To live in the reality that the Ascension inaugurates is to live in, and out of, the relentless, infinite, inexhaustible, all-encompassing compassion of God.

It is easy to become cynical about the world and, indeed, to despair, but I learned a new word this week thanks to Twitter, and that word is ‘respair’. It means to recover from despair. Covid-19 has revealed extraordinary levels and acts of compassion. I feel respair for humanity because of it. It reminds me that the whole of humanity is taken by Jesus into the divine life – not just his friends or his followers, the whole of humanity. We as Christians have no monopoly on God’s life, which is often lived more authentically outside the Church than in it. No one can keep the shekinah on a lead. Our joy as Christians is that because we live in the life of God, we’re able to recognise that life as it manifests itself in compassion around us. We can see what God is up to and we can join in.
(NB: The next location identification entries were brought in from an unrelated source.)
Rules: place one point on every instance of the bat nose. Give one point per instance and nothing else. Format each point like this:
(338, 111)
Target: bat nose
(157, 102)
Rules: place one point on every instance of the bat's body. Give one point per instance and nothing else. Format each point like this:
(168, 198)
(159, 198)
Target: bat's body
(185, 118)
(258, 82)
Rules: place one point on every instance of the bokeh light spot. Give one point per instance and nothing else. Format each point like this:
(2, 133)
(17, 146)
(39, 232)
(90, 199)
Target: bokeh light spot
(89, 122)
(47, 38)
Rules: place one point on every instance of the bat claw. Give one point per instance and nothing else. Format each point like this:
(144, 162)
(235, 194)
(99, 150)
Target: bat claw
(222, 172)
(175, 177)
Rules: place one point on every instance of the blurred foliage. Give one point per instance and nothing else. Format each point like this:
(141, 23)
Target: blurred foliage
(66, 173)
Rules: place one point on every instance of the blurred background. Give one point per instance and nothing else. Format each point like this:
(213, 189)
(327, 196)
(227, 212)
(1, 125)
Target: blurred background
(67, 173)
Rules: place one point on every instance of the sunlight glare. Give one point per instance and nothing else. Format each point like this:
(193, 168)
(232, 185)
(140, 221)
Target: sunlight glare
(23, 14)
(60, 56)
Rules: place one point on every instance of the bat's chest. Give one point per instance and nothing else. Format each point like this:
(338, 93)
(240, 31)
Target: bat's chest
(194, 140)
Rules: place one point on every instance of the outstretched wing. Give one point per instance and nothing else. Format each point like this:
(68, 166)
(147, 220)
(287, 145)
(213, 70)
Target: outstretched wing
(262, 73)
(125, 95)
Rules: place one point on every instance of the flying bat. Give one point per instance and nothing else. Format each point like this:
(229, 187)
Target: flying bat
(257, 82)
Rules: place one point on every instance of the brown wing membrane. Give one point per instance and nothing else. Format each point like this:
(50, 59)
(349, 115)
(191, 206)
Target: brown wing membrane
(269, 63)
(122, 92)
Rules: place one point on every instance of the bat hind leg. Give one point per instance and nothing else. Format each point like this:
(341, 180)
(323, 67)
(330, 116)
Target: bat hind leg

Between God and us there is no between. Between heaven and earth there is no between. Between life and death there is no between; all is one in the divine life. Malcolm Guite has put this so much more beautifully than I have in a poem about the Ascension:

We saw his light break through the cloud of glory
Whilst we were rooted still in time and place
As earth became a part of Heaven’s story
And heaven opened to his human face.
We saw him go and yet we were not parted
He took us with him to the heart of things
The heart that broke for all the broken-hearted
Is whole and Heaven-centred now, and sings,
Sings in the strength that rises out of weakness,
Sings through the clouds that veil him from our sight,
Whilst we our selves become his clouds of witness
And sing the waning darkness into light,
His light in us, and ours in him concealed,
Which all creation waits to see revealed.